Serang (Arrahmah.com) – Jaksa, Polisi dan Pemerintah Daerah (Pemda) harus bertanggungjawab terhadap kejadian bentrokan antara Jemaat Ahmadiyah dan warga pada 6 Februari 2011 lalu. Sebab dalam Surat Keputusan Bersama (SKB) 3 Menteri nomor 3 tahun 2008 KEP-033/A/JA/2008, nomor 199 tahun 2008, ketiganya mempunyai kewajiban untuk melakukan langkah-langkah pembinaan dan pengamanan, dan antisipasi, supaya tidak terjadi kekerasan terhadap jemaat Ahmadiyah.Hal tersebut dikatakan ketua Tim Pengacara Muslim (TPM) Pusat, Mahendradatta, saat membacakan eksepsi terhadap dakwaan JPU kepada terdakwa Muhammad bin Syarif di PN Serang, Selasa (3/5).

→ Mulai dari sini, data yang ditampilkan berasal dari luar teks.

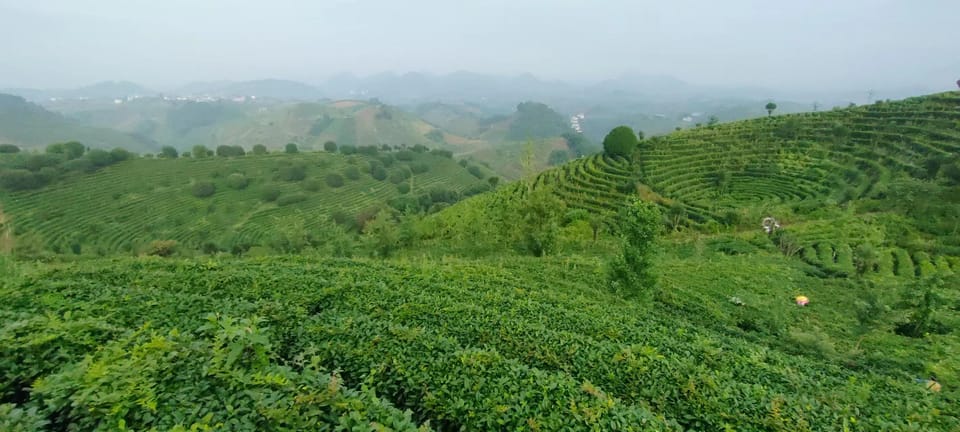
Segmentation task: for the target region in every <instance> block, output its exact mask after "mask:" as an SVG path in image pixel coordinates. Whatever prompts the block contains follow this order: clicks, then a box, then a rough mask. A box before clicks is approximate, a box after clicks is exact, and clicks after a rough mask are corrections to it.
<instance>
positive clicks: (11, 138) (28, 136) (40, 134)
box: [0, 94, 159, 151]
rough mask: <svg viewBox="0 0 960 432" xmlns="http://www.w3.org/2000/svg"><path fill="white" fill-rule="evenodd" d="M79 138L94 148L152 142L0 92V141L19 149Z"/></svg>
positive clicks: (154, 146) (132, 146)
mask: <svg viewBox="0 0 960 432" xmlns="http://www.w3.org/2000/svg"><path fill="white" fill-rule="evenodd" d="M63 141H80V142H82V143H83V144H85V145H87V146H90V147H94V148H114V147H123V148H126V149H128V150H131V151H153V150H155V149H157V148H159V145H158V144H156V142H154V141H152V140H149V139H144V138H138V137H134V136H132V135H128V134H124V133H121V132H118V131H115V130H110V129H105V128H98V127H90V126H86V125H83V124H81V123H79V122H76V121H73V120H70V119H67V118H65V117H63V116H62V115H59V114H56V113H53V112H50V111H47V110H46V109H44V108H42V107H40V106H39V105H35V104H32V103H29V102H27V101H26V100H24V99H23V98H21V97H18V96H12V95H5V94H0V143H8V144H15V145H18V146H20V147H21V148H23V149H28V150H29V149H36V148H39V149H42V148H44V147H46V146H47V145H48V144H52V143H55V142H63Z"/></svg>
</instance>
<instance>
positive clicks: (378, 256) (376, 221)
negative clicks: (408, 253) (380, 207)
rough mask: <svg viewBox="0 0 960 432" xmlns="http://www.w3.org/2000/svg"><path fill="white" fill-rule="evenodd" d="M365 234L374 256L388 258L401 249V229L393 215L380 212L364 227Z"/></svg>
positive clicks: (387, 213)
mask: <svg viewBox="0 0 960 432" xmlns="http://www.w3.org/2000/svg"><path fill="white" fill-rule="evenodd" d="M363 234H364V236H365V238H366V240H367V242H368V243H369V244H370V248H371V250H372V251H373V254H374V256H377V257H380V258H387V257H389V256H390V255H392V254H393V253H394V252H395V251H396V250H397V249H398V248H399V247H400V240H401V235H400V228H399V227H398V224H397V221H396V220H395V219H394V217H393V215H392V214H390V212H388V211H380V212H379V213H377V215H376V216H375V217H374V218H373V219H372V220H371V221H369V222H367V223H366V224H365V225H364V227H363Z"/></svg>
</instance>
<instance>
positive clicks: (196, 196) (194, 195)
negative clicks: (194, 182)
mask: <svg viewBox="0 0 960 432" xmlns="http://www.w3.org/2000/svg"><path fill="white" fill-rule="evenodd" d="M190 191H191V193H193V196H195V197H197V198H206V197H209V196H211V195H213V194H214V193H215V192H216V191H217V188H216V186H214V185H213V182H208V181H199V182H196V183H194V184H193V187H191V189H190Z"/></svg>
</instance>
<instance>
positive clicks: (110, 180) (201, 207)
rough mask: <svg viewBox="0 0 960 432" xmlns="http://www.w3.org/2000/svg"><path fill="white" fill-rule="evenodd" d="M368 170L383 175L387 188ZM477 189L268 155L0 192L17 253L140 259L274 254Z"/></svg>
mask: <svg viewBox="0 0 960 432" xmlns="http://www.w3.org/2000/svg"><path fill="white" fill-rule="evenodd" d="M372 165H378V166H381V167H383V168H382V169H384V172H383V176H384V177H383V179H382V180H378V179H375V178H373V176H372V172H373V171H372V170H371V166H372ZM415 165H418V166H415ZM414 172H415V173H414ZM330 176H335V177H336V178H337V181H334V180H331V179H330V178H329V177H330ZM478 184H480V185H482V186H486V182H484V181H482V180H480V179H478V178H477V177H476V176H475V175H474V174H471V173H470V172H469V171H468V170H467V169H466V168H465V167H462V166H460V165H459V164H457V163H456V162H454V161H453V160H452V159H449V158H446V157H443V156H435V155H431V154H429V153H422V154H415V155H414V156H413V158H412V160H409V161H399V160H396V159H394V156H393V154H392V153H383V154H380V155H379V156H377V157H370V156H363V155H352V156H346V155H341V154H328V153H302V154H295V155H286V154H270V155H247V156H242V157H233V158H222V157H216V158H213V157H211V158H203V159H176V160H162V159H136V160H131V161H127V162H121V163H119V164H116V165H114V166H110V167H108V168H104V169H102V170H100V171H98V172H96V173H94V174H89V175H78V176H74V177H70V178H67V179H66V180H63V181H61V182H59V183H56V184H54V185H51V186H48V187H46V188H43V189H40V190H36V191H30V192H18V193H7V192H0V197H2V198H0V201H2V202H3V212H4V215H5V217H6V220H7V222H6V223H7V225H8V226H13V227H14V235H15V237H16V238H19V239H21V240H22V241H21V242H19V244H21V245H22V246H23V247H24V248H28V249H29V248H34V249H35V250H33V251H30V252H29V253H40V252H43V251H52V252H55V253H64V254H99V255H107V254H114V253H136V252H138V251H141V250H142V248H143V247H145V246H146V245H147V244H149V243H150V242H152V241H154V240H175V241H177V242H178V243H179V244H180V245H181V246H182V247H183V248H184V249H185V250H190V249H195V250H199V249H204V250H207V251H217V250H223V251H235V252H236V251H238V250H239V251H245V250H247V249H249V248H251V247H254V246H268V244H269V242H271V241H273V240H274V239H275V238H276V236H278V235H283V233H284V232H285V231H283V230H285V229H286V228H290V227H299V228H298V229H300V230H301V231H302V230H316V229H321V228H322V227H323V225H324V224H326V223H328V221H329V220H330V217H332V216H337V218H340V219H342V220H341V222H343V223H345V224H347V225H350V224H352V223H353V222H354V221H355V220H361V223H362V218H361V219H358V217H360V216H362V215H361V213H363V214H365V215H366V216H365V217H371V216H373V214H367V213H370V212H371V211H372V212H373V213H375V211H376V209H377V208H380V207H383V206H385V205H386V204H387V202H388V201H389V200H391V199H392V198H395V197H398V196H401V195H403V194H407V195H409V196H411V197H413V198H415V199H417V198H421V197H422V196H424V195H425V196H427V197H428V198H429V196H430V194H429V192H430V191H432V190H433V189H442V190H444V191H452V192H453V193H454V194H456V193H459V192H460V191H464V190H466V189H468V188H471V187H474V186H475V185H478ZM204 188H207V189H208V191H207V192H203V189H204ZM474 189H475V190H476V188H475V187H474ZM198 191H199V192H198ZM208 195H209V196H208ZM429 201H430V200H429V199H427V203H426V204H424V205H429V204H430V202H429ZM364 212H366V213H364ZM301 235H306V234H304V233H301ZM24 252H25V253H26V252H27V251H26V250H25V251H24Z"/></svg>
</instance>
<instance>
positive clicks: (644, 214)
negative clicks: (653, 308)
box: [611, 198, 662, 297]
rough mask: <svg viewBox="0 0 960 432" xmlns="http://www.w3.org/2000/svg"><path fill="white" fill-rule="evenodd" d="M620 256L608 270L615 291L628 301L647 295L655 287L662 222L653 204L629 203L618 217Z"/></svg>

“Sehingga dalam hal perkara ini, Jaksa Penuntut Umum (JPU) dan para aparat keamanan yang beredar di dalam dan sekitar gedung Pengadilan Negeri (PN) ini tidak kemudian berlagak suci atau merasa tak bersalah sama sekali,” kata Mahendradatta.
Dalam sidang yang dipimpin hakim Agung Rahardjo didampingi dua angotanya Martini Marja dan Fauziah Anum, Mahendradatta dalam eksepsinya juga mengatakan, bahwa JPU telah memanipulasi atau memotong kronologis peristiwa bentrokan Cikeusik.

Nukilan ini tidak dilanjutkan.